How to avoid these common injuries in your dog or cat.
By Pamela Babcock
WebMD Pet Health Feature

Gwyn Donohue of Arlington, Va., was hiking along the Potomac River with her dog, Sundae, in January, when the mixed-breed broke loose and fell through the ice about 25 yards from shore.

Sundae pulled herself out after 10 frantic minutes. Fortunately, Donohue had American Red Cross Pet First Aid training and knew what to do.

To raise Sundae’s core temperature, she wrapped the dog in her down vest and used pet waste bags to fashion a belt to secure it. Back at the car, she continued warming the dog with an emergency blanket from her pet first aid kit.
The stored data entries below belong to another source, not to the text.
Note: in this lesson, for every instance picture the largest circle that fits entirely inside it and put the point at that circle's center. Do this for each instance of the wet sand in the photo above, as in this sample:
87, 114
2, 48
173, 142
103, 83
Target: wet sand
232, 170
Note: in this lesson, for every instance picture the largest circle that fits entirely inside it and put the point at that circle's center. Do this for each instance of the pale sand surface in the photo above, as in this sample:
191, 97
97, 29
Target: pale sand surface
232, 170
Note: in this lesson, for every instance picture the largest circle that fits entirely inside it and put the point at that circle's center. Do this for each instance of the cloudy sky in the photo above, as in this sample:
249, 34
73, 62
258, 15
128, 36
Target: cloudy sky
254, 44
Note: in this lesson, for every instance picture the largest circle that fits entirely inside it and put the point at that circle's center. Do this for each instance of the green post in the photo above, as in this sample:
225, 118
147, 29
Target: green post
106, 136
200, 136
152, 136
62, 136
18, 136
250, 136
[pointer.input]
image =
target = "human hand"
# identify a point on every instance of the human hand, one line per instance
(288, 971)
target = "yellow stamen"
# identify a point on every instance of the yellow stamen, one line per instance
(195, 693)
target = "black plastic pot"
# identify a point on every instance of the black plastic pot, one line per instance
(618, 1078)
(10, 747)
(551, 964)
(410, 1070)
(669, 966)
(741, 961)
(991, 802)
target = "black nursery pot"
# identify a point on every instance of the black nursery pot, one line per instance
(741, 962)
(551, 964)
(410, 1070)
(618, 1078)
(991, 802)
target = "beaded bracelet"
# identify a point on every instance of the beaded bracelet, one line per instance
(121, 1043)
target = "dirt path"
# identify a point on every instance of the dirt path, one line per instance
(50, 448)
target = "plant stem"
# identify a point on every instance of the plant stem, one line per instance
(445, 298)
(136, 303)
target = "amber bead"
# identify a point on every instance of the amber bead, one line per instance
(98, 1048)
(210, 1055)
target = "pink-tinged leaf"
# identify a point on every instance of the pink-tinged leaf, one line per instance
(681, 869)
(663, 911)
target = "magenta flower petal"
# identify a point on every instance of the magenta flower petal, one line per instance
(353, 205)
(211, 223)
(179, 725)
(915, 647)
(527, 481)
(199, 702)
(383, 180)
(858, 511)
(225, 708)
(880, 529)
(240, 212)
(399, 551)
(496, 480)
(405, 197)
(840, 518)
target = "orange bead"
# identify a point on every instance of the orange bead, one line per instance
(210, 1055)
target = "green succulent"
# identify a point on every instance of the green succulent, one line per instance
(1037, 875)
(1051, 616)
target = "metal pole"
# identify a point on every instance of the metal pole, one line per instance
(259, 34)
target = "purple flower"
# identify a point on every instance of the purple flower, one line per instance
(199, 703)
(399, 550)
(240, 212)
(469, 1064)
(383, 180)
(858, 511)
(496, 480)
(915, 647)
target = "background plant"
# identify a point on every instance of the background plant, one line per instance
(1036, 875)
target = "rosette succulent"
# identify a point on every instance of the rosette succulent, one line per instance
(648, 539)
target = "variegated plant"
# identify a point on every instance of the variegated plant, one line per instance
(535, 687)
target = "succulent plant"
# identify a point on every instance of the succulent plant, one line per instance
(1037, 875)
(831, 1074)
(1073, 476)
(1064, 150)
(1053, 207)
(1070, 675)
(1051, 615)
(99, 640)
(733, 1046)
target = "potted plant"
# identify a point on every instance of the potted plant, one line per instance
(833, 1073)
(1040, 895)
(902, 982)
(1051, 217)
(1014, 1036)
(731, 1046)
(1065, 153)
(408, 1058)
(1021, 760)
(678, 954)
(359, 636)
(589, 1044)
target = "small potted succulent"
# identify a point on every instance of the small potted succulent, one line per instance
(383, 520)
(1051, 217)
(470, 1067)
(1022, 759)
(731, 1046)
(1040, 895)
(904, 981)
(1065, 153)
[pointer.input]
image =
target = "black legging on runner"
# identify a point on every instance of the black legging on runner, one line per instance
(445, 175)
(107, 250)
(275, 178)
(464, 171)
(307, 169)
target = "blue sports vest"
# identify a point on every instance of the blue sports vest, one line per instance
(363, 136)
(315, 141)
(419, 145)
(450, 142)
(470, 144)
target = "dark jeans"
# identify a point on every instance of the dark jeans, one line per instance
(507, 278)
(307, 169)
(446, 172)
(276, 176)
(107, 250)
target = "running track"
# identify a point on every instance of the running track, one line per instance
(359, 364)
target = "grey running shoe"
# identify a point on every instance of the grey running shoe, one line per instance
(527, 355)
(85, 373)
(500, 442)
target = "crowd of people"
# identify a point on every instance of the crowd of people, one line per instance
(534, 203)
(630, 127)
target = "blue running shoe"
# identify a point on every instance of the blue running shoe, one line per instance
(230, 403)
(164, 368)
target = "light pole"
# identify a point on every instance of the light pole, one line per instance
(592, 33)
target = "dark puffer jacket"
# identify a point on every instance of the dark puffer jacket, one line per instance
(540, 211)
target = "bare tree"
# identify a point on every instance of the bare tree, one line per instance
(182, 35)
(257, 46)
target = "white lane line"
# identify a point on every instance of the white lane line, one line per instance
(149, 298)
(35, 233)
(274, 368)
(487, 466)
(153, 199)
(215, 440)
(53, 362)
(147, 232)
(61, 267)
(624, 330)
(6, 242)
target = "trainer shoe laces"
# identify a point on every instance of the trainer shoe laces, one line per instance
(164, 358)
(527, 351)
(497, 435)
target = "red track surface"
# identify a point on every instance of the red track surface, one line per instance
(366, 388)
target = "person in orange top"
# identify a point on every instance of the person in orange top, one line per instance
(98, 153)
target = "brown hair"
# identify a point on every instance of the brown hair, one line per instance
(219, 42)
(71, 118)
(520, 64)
“I knew lack of responsiveness was a sign of hypothermia, so I kept talking to her to make sure she reacted quickly,” Donohue says. Sundae’s emergency may have been out of the ordinary, but the dog pulled through fine.

But there are plenty of other ways your cat or dog can be injured. According to Petplan pet insurance, the top three for dogs are rupture of the cruciate ligament in the knee, lameness, and foreign body ingestion.

For cats, the list includes abscesses, foreign body ingestion, and bite wounds.

Here’s a closer look at 10 things that can go wrong:

1. Foreign Body Ingestion

Dogs will try to eat anything – rocks, broken glass, corncobs, shoes, underwear – even sand. Cats may like string or yarn.

“You name it – if a dog can fit it in its mouth, it’s been eaten, swallowed, and then removed by a veterinarian,” says Jules Benson, BVSc, MRCVS, vice president of veterinary services for Petplan.

Dog chew toys should be large enough that they can't be swallowed. A cat or dog that’s vomiting repeatedly or doesn’t want to eat for a day should be evaluated.

“Many of these will pass and dogs will poop out some amazing things, but some will not,” says Gregg Griffenhagen, DVM, a visiting clinical instructor in the department of emergency medicine at the Louisiana State University School of Veterinary Medicine.